If the impact crater’s dating is accurate, it means that the collision of the massive space rocks coincided with the end of a prehistoric ice age when most of our planet was frozen.

The researchers created many models that allowed them to study the possible effects of a massive asteroid impact, the possible effects it would have on an ice sheet, and how it would modify the planet’s climate.

If an asteroid really did impact a continent’s ice sheet, it likely kicked up massive amounts of rock, ash, dust, similar to a volcanic eruption.

Computer simulations have shown an impact like that would have spread between 87 trillion and 5,000 trillion kilograms of water vapor into the planet’s atmosphere. This most likely caused the ice sheet to melt since water is an efficient greenhouse gas.

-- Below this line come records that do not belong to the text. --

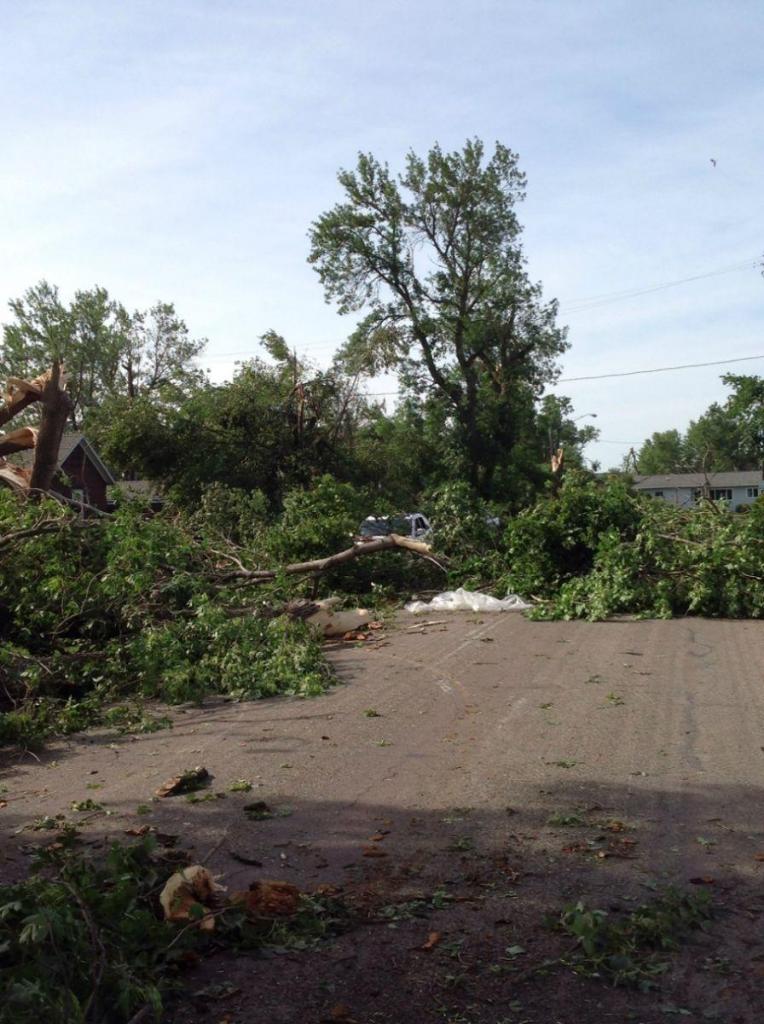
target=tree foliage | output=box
[0,281,206,433]
[310,140,566,496]
[636,374,764,474]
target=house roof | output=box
[114,480,164,502]
[634,469,764,490]
[14,430,114,483]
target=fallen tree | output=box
[0,488,435,744]
[0,362,72,495]
[210,534,445,583]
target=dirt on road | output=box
[0,613,764,1024]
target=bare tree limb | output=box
[30,362,72,490]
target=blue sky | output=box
[0,0,764,465]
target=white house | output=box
[634,469,764,509]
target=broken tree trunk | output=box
[0,427,37,457]
[30,362,72,490]
[0,362,72,495]
[216,534,443,583]
[0,370,50,427]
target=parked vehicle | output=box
[357,512,432,541]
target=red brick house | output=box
[15,431,115,512]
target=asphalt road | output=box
[0,613,764,1024]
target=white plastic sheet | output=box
[406,587,530,615]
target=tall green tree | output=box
[309,139,566,495]
[0,281,205,429]
[637,430,687,475]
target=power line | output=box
[560,260,757,316]
[365,355,764,397]
[200,259,759,364]
[556,355,764,384]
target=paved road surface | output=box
[0,613,764,1024]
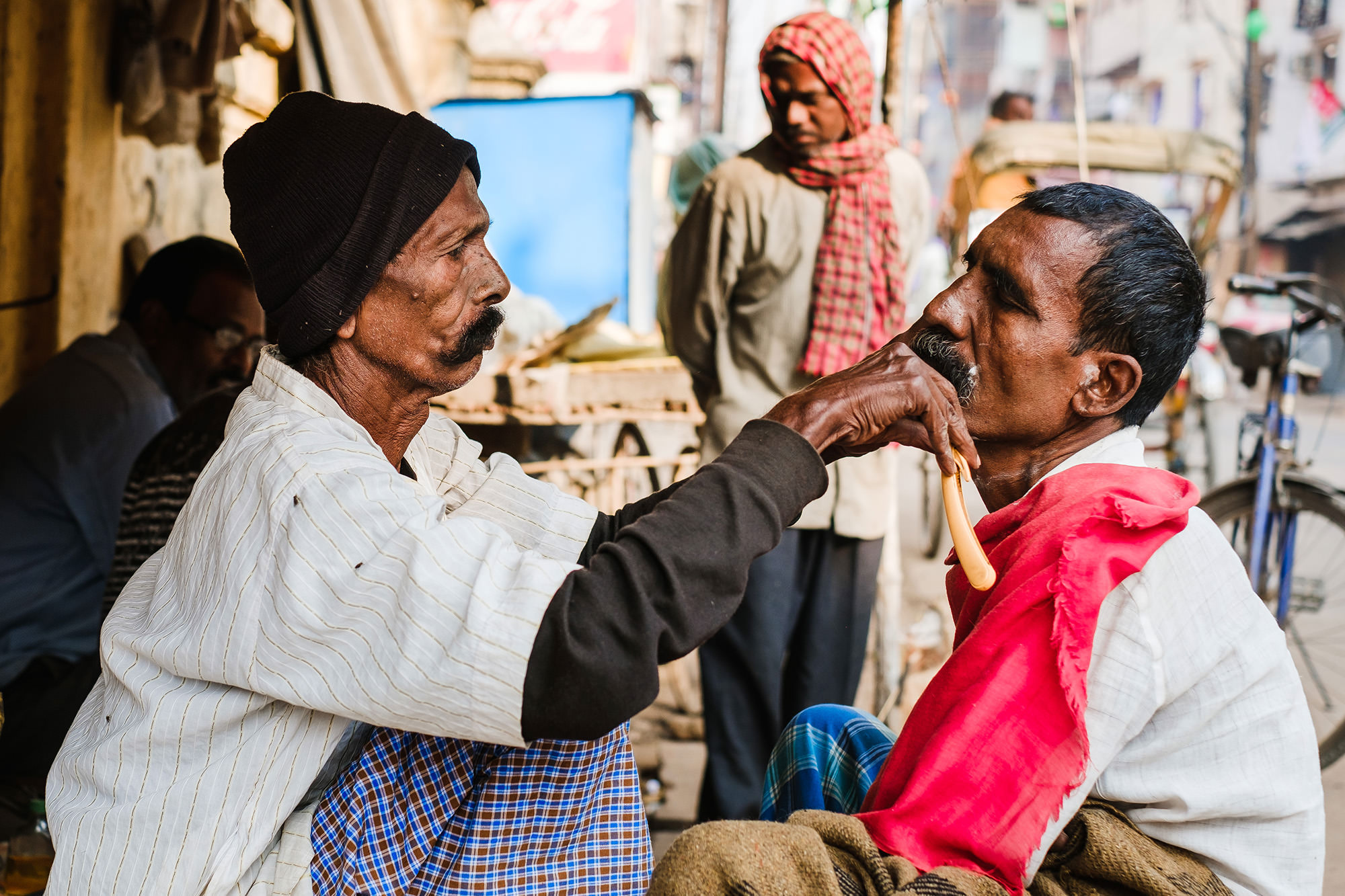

“If the impact occurred into an ice sheet then it would release lots of water vapor, which is an even more efficient greenhouse gas than carbon dioxide,” lead study author Timmons Erickson, of NASA’s Johnson Space Center, explained in an interview with the AFP.

“That, in turn, may result in warming of the planet.”

However, the above is just one possible scenario, and the exact conditions are still heatedly debated. Whatever the case, impact-craters like Yarrabubba are of great importance to scientists, offering valuable data and insight on what our planet looked like billions of years ago.